Again, we will use the fact that if row \(w_i\) is moved to position \(j\) as a result of permuting the array's rows and columns, then row \(w_i\) of the original array contains the same number of ones as row \(w_j\) of the new array. We want the number of ones in a row to increase as the row indices increase. We will encode the message using the first 323 rows and the first 333 columns. Additionally, we will encode the indices of the first 333 columns in rows numbered 324 to 332. Then, for all rows numbered from 1 to 332, we will fill them with such a number of ones that as the row numbers increase, the number of ones in the row also increases. Formally, for row \(w_i\), let the number of set bits in the first 333 fields of \(w_i\) be \(b_i\), then exactly \(333 - b_i + i\) bits should be set to 1 in the columns with indices from 334 to 1000 in row \(w_i\). Next, we will also fill row 333 so that zeros are entered in the first 333 columns, and ones in the remaining ones – it will be used to mark the first 333 columns. In rows numbered 667 to 1000, we write only ones.

Figure showing the above construction

To recover the message, we should sort the rows according to the number of ones in a given row. Then we iterate over all columns and check if a 0 is entered in a given column in row 333 – if not, we skip this column; if yes, we read the column index from it. In this way, we have recovered both the order of the rows and the order of the columns in which the string was encoded, which allows us to read the message without any problems.

Model solution

We will use an area of size \(980 \times 980\) to encode the message. For each of the rows from 1 to 990 in columns 991 to 1000, we will enter the index of this row (indexing from 1). Then, for each of the columns from 1 to 980 in rows 981 to 990, we will enter the index of this column (again, indexing from 1). For each of the rows from 1 to 990 in columns 981 to 990, we will enter only ones (each of these 10 columns will therefore contain exactly 990 ones). We will use the last 10 rows to encode the positions of the last 10 columns – corresponding to the row indices, so that they can be easily found after permuting the rows and columns of the array. In row 991, we will enter zeros in all positions except the last column, in row 992 there will be zeros in all positions except the last two columns, and so on up to the last row.

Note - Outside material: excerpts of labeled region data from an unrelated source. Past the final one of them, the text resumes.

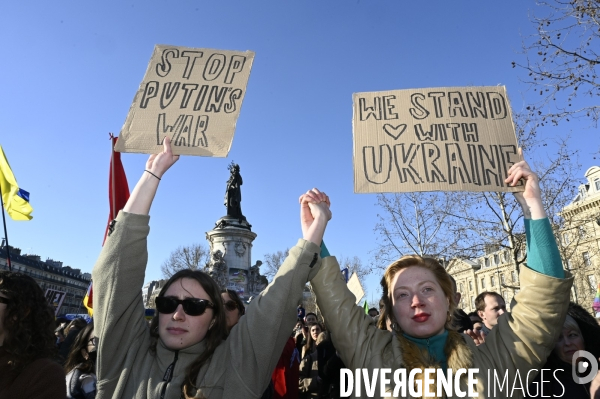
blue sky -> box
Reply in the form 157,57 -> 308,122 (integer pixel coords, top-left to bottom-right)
0,0 -> 600,299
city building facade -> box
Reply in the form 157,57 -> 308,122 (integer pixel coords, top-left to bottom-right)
447,166 -> 600,313
0,246 -> 92,316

Figure showing the above construction

The decoding program will first recover the indices of the last 10 rows from the original array. The last row will be the one that has exactly 10 ones, the penultimate one will be the one that has exactly 9 of them, etc. Note that they are determined uniquely, because every row with a number less than 991 has at least 11 ones (we added 10 in columns 981 to 990, and at least one set bit appears in the row index).

The only field in row 991 from the original array that contains a 1 indicates the last column from the original array. Similarly, the two fields with ones from row 992 indicate the last two columns from the original array, three fields with ones from row 993 indicate the last three columns, etc. Applying this reasoning, we can recover the last 10 columns from the original array and their order.

Then, having recovered the last 10 columns, we are able to read the row indices from 1 to 990, and then from rows 981 to 990 we read the column indices from 1 to 980 (we discard the 10 columns from 981 to 990, which contain exactly 990 ones), which allows us to recover the entire message.